Nazarovite, Ni12P5, a new terrestrial and meteoritic mineral structurally related to
nickelphosphide, Ni3P
1,2Sergey N. Britvin,1Mikhail N. Murashko,1Maria G. Krzhizhanovskaya,1Oleg S. Vereshchagin,3Yevgeny Vapnik,4Vladimir V. Shilovskikh,5Maksim S. Lozhkin,6Edita V. Obolonskaya
American Mineralogist 107, 1946-1951 Link to Article [http://www.minsocam.org/msa/ammin/toc/2022/Abstracts/AM107P1946.pdf]
1Institute of Earth Sciences, St. Petersburg State University, Universitetskaya Nab. 7/9, 199034 St. Petersburg, Russia
2Kola Science Center, Russian Academy of Sciences, Fersman Str. 14, 184200 Apatity, Russia
3Department of Geological and Environmental Sciences, Ben-Gurion University of the Negev, P.O.B. 653, Beer-Sheva 84105, Israel
4Centre for Geo-Environmental Research and Modeling, St. Petersburg State University, Ulyanovskaya ul. 1, 198504 St. Petersburg, Russia
5Nanophotonics Resource Centre, St. Petersburg State University, Ulyanovskaya ul. 1, 198504 St. Petersburg, Russia
6The Mining Museum, Saint Petersburg Mining University, 2, 21st Line, 199106 St. Petersburg, Russia
Copyright: The Mineralogical Society of America
Nazarovite, Ni12P5, is a new natural phosphide discovered on Earth and in meteorites. Terrestrial
nazarovite originates from phosphide assemblages confined to pyrometamorphic suite of the Hatrurim
Formation (the Mottled Zone), the Dead Sea basin, Negev desert, Israel. Meteoritic nazarovite was
identified among Ni-rich phosphide precipitates extracted from the Marjalahti meteorite (main group
pallasite). Terrestrial mineral occurs as micrometer-sized lamella intergrown with transjordanite (Ni2P).

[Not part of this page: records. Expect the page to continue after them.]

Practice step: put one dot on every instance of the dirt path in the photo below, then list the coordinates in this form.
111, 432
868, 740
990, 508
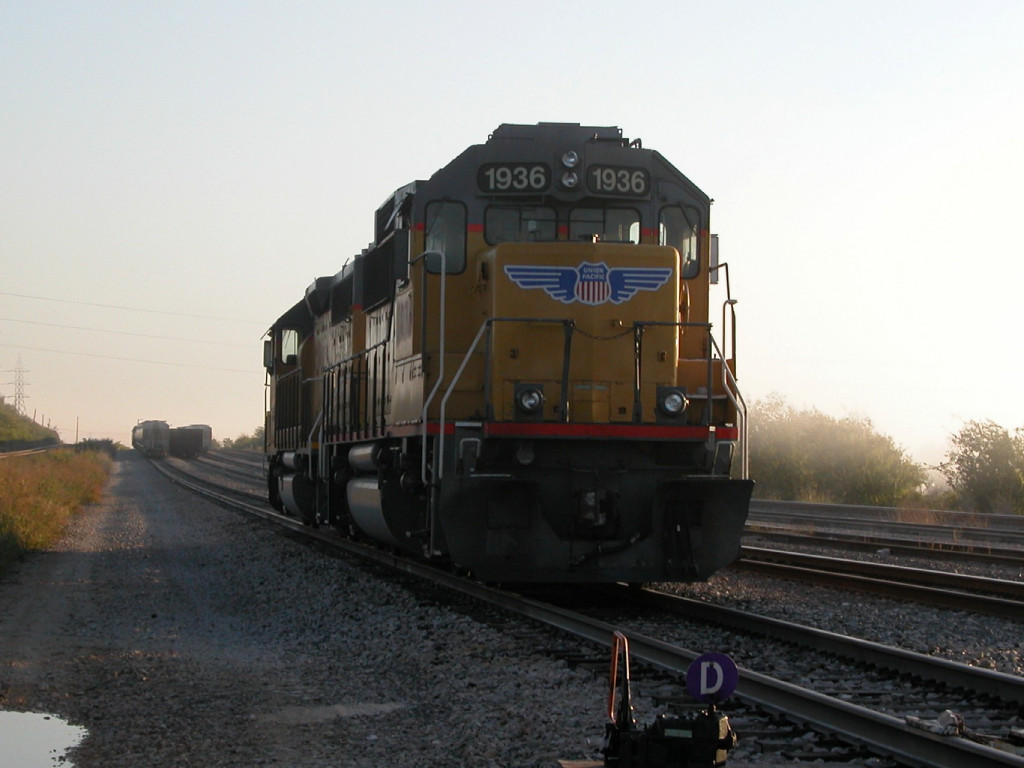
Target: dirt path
181, 634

Meteoritic nazarovite forms chisel-like crystals up to 8 μm long. The mineral is tetragonal, space
group I4/m. The unit-cell parameters of terrestrial and meteoritic material, respectively: a 8.640(1)
and 8.6543(3), c 5.071(3), and 5.0665(2) Å, V 378.5(2), and 379.47(3) Å3, Z = 2. The crystal structure
of terrestrial nazarovite was solved and refined on the basis of X-ray single-crystal data (R1 = 0.0516),
whereas the structure of meteoritic mineral was refined by the Rietveld method using an X-ray powder
diffraction profile (RB = 0.22%). The mineral is structurally similar to phosphides of schreibersite–
nickelphosphide join, Fe3P-Ni3P. Chemical composition of nazarovite (terrestrial/meteoritic, electron
microprobe, wt%): Ni 81.87/78.59, Fe <0.2/4.10; Co <0.2/0.07, P 18.16/17.91, total 100.03/100.67, leading to the empirical formula Ni11.97P5.03 and (Ni11.43Fe0.63Co0.01)12.07P4.94, based on 17 atoms per for- mula unit. Nazarovite formation in nature, both on Earth and in meteorites, is related to the processes of Fe/Ni fractionation in solid state, at temperatures below 1100 °C.